Letting Go of Anxiety
Editor’s Note: Missioner Aubrey Kimble shares how the beginning of her time on mission in Bolivia has challenged her to let go of anxieties and the desire to be in control. Through this process, she is discovering great freedom.
Lent is one of my favorite times of the year. Even though it is often a time of testing yourself by giving something up that you enjoy, I like it because it’s a way to bring you closer to God.
It never fails that this time of testing yourself – of letting go – teaches me that I can learn to live without something that I previously thought I couldn’t. Sometimes I even find that I feel freer without that thing. It reminds me that letting go of something – even something you like, something you don’t think is bad for you – can be liberating, and might even bring you that much closer to God.

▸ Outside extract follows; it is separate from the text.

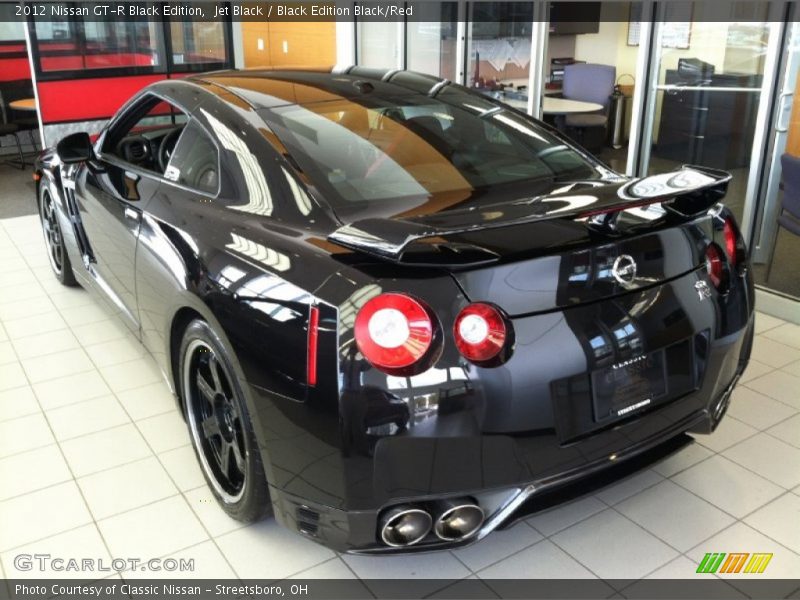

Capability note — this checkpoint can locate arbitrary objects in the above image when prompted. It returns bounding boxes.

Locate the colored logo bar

My first few days of being on mission have shown me the importance of letting go. I am a pretty anxious person in general – I like being in control of things and knowing what is coming next. That is definitely something that I have to let go of. I have to let go of my anxieties, of being in control, and of knowing what is coming next. I have to “let go and let God.”
This “letting go” that I am practicing reminds me a lot of the Ignatian spirituality of detachment.

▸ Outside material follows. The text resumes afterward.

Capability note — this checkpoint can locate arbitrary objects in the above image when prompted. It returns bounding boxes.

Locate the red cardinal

Detachment means letting go of whatever keeps you from being free. It helps to prevent you from becoming tied down by unimportant things.
While we talked about being detached during my formation with Franciscan Mission Service, I first came across this concept while reading The Jesuit Guide to (Almost) Everything by James Martin, SJ.
He describes detachment as indifference. Not indifference as in being uninterested, but rather as in being free – being able to approach a decision-making process as freely as possible. It means leaving yourself free and open to experience the workings of God in your life.
Practicing interior detachment helps me not start down paths that lead me away from God. The path of constant worry and anxiety and desire to be in control of everything is definitely a path that leads further and further from God.
Instead, I try to focus on finding God in all things. I’m not saying this is easy, especially when I’m feeling anxious. But I know that it is most important to seek God in everything when I’m at my most anxious state. It is in seeking for God and His will that I find that I do desire to “let go” of all those anxieties and worries. And letting go helps to move me closer to God.
Whenever you start to miss that something that you gave up for Lent this year, I would invite you to focus on practicing detachment from it and offer those moments up to God. I will be with you in solidarity from Bolivia!
Reflection Question: If you do decide to give something up for Lent, how can you be intentional about this sacrifice? How can you make the experience more prayerful instead of giving something up just to give it up?